Michael King, J. Lawrence Wilson Professor of Engineering and chair of the biomedical engineering department, and his team attached two proteins to the surface of lipid nanoparticles: TNF-related apoptosis-inducing ligand – or TRAIL – and the adhesion receptor E-selectin. The injected nanoparticles then adhere to white blood cells, and the introduction of these TRAIL-coated leukocytes into the bloodstream before, during and after tumor removal kills all cancer cells loosed as a result.
“Collisions between the TRAIL-coated leukocytes and cancer cells in the bloodstream are happening constantly,” King said. “We’ve tested this both in the bloodstream and in hundreds of blood samples from cancer patients being treated in clinics across the country. In all cases, within two hours, the viable cancer cells are cleared out. This has worked with breast, prostate, ovarian, colorectal and lung cancer cells.”
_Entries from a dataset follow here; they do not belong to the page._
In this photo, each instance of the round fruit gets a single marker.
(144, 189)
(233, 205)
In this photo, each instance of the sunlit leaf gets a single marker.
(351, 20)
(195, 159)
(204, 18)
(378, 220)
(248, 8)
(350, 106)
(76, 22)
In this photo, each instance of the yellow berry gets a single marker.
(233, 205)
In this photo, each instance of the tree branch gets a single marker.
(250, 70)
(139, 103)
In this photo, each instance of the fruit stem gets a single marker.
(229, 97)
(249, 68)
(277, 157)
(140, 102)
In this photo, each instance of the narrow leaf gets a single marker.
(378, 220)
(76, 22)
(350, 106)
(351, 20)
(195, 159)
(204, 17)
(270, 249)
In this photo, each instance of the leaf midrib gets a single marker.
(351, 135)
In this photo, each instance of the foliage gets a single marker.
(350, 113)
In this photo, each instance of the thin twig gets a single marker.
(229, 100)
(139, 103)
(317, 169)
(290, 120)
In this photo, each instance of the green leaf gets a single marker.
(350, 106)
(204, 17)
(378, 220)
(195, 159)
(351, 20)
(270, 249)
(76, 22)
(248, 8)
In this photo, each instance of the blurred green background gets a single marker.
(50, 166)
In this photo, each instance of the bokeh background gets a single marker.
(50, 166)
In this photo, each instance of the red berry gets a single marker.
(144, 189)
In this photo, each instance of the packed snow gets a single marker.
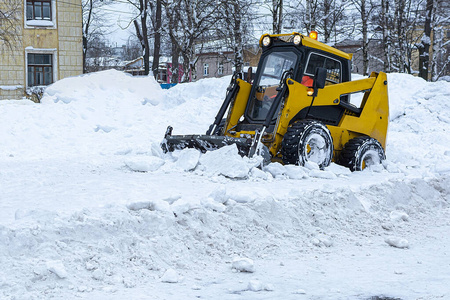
(91, 208)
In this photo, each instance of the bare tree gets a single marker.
(440, 60)
(232, 28)
(142, 30)
(364, 9)
(194, 20)
(132, 49)
(95, 26)
(9, 19)
(424, 46)
(157, 36)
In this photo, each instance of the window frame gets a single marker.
(54, 64)
(45, 23)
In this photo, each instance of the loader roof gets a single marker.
(307, 42)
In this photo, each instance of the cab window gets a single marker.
(333, 67)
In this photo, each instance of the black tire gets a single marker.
(361, 152)
(219, 128)
(307, 140)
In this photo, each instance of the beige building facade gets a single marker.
(47, 46)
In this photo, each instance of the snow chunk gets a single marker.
(243, 264)
(322, 174)
(145, 164)
(443, 168)
(276, 169)
(153, 205)
(213, 205)
(397, 215)
(311, 165)
(255, 285)
(258, 173)
(184, 205)
(225, 161)
(295, 172)
(188, 159)
(170, 276)
(57, 268)
(397, 242)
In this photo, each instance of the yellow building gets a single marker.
(46, 45)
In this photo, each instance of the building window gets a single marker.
(40, 69)
(39, 10)
(220, 68)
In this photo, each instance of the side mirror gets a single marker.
(320, 78)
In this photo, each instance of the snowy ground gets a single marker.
(91, 209)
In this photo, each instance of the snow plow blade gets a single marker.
(203, 143)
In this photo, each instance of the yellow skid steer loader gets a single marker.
(297, 109)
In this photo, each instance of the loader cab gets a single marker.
(301, 56)
(273, 64)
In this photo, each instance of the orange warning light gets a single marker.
(313, 35)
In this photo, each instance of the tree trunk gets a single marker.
(365, 43)
(85, 35)
(157, 41)
(175, 61)
(385, 33)
(424, 47)
(238, 59)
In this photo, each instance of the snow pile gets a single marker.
(92, 208)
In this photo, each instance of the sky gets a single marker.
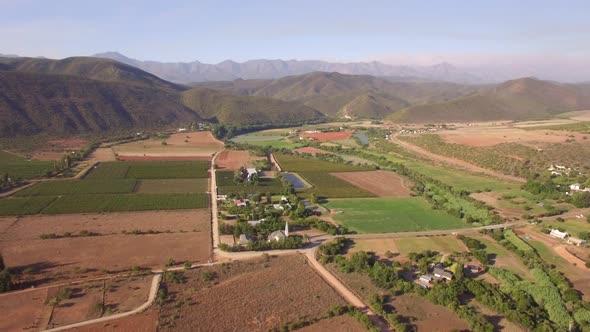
(399, 32)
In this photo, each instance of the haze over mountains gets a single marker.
(87, 95)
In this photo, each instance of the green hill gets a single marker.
(520, 99)
(220, 107)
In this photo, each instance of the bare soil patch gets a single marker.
(256, 295)
(233, 160)
(144, 322)
(27, 311)
(77, 257)
(312, 151)
(425, 315)
(102, 154)
(341, 323)
(380, 183)
(329, 136)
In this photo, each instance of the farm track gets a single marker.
(452, 161)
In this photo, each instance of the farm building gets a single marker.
(559, 235)
(251, 172)
(442, 273)
(279, 235)
(576, 241)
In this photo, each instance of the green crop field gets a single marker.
(298, 164)
(79, 187)
(226, 185)
(151, 170)
(18, 167)
(383, 215)
(22, 206)
(109, 170)
(127, 202)
(329, 186)
(157, 186)
(441, 244)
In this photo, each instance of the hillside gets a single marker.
(520, 99)
(239, 110)
(88, 67)
(61, 105)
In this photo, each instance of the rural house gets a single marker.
(559, 235)
(279, 235)
(441, 273)
(576, 241)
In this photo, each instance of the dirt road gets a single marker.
(456, 162)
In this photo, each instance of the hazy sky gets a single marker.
(211, 31)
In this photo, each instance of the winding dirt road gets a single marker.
(452, 161)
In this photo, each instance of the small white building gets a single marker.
(576, 241)
(558, 235)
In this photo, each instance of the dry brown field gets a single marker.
(380, 183)
(341, 324)
(179, 145)
(183, 236)
(312, 151)
(329, 136)
(233, 160)
(256, 295)
(31, 310)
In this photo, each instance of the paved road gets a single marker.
(453, 161)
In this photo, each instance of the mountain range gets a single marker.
(87, 95)
(190, 72)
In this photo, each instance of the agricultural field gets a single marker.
(80, 302)
(226, 185)
(299, 164)
(165, 186)
(20, 167)
(380, 183)
(385, 215)
(326, 185)
(233, 159)
(441, 244)
(127, 202)
(297, 293)
(189, 145)
(51, 244)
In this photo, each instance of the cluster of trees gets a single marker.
(6, 283)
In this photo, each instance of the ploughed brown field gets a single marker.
(312, 151)
(233, 160)
(256, 295)
(380, 183)
(329, 136)
(342, 323)
(182, 236)
(34, 310)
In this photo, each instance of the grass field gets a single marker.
(226, 185)
(151, 170)
(159, 186)
(80, 187)
(298, 164)
(24, 205)
(441, 244)
(328, 186)
(383, 215)
(127, 202)
(18, 167)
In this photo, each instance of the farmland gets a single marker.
(19, 167)
(297, 293)
(384, 215)
(226, 185)
(145, 239)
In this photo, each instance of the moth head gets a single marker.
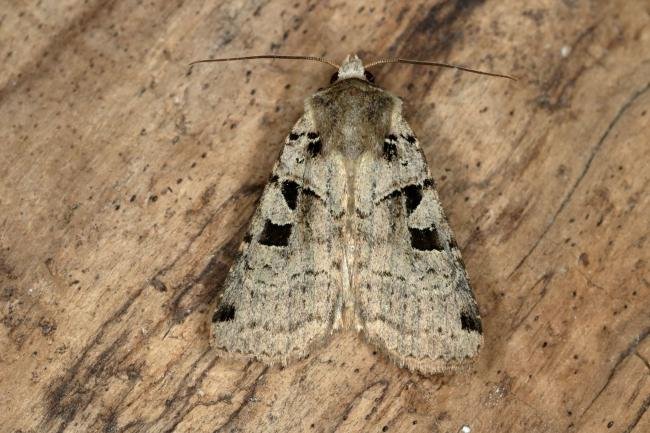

Not only can the method work during surgeries, King said, but potentially with patients who already suffer metastatic cancer in multiple sites and who have no worthwhile treatment options. Because all the components of the TRAIL-coated leukocytes occur naturally in the body, it increases the potential for a quicker path from the bloodstreams of mouse models to human trials.
Surgical intervention in breast cancer is a known cause of metastatic growth and accelerated tumor relapse, either because of cancer cells shed during the process, inflammation at the wound site or a combination of the two factors. Chemotherapy is the most widely used treatment for the resulting metastasis, but still, the five-year survival rate for triple negative breast cancer sits well below 30 percent.
The group’s past experiments with TRAIL-coated leukocytes were effective in blocking metastasis, but required multiple repeated injections to sustain their beneficial effect. King said this new breakthrough overcomes those issues by designing three simple doses to coincide with the surgical procedure.
Postdoctoral scholar Nidhi Jyotsana is first author on a paper describing the work that appears today in the journal Science Advances.
This work was supported by National Institute of Health grant R01 CA203991 and NCI/NIH Cancer Center grant 5P30 CA68485-19.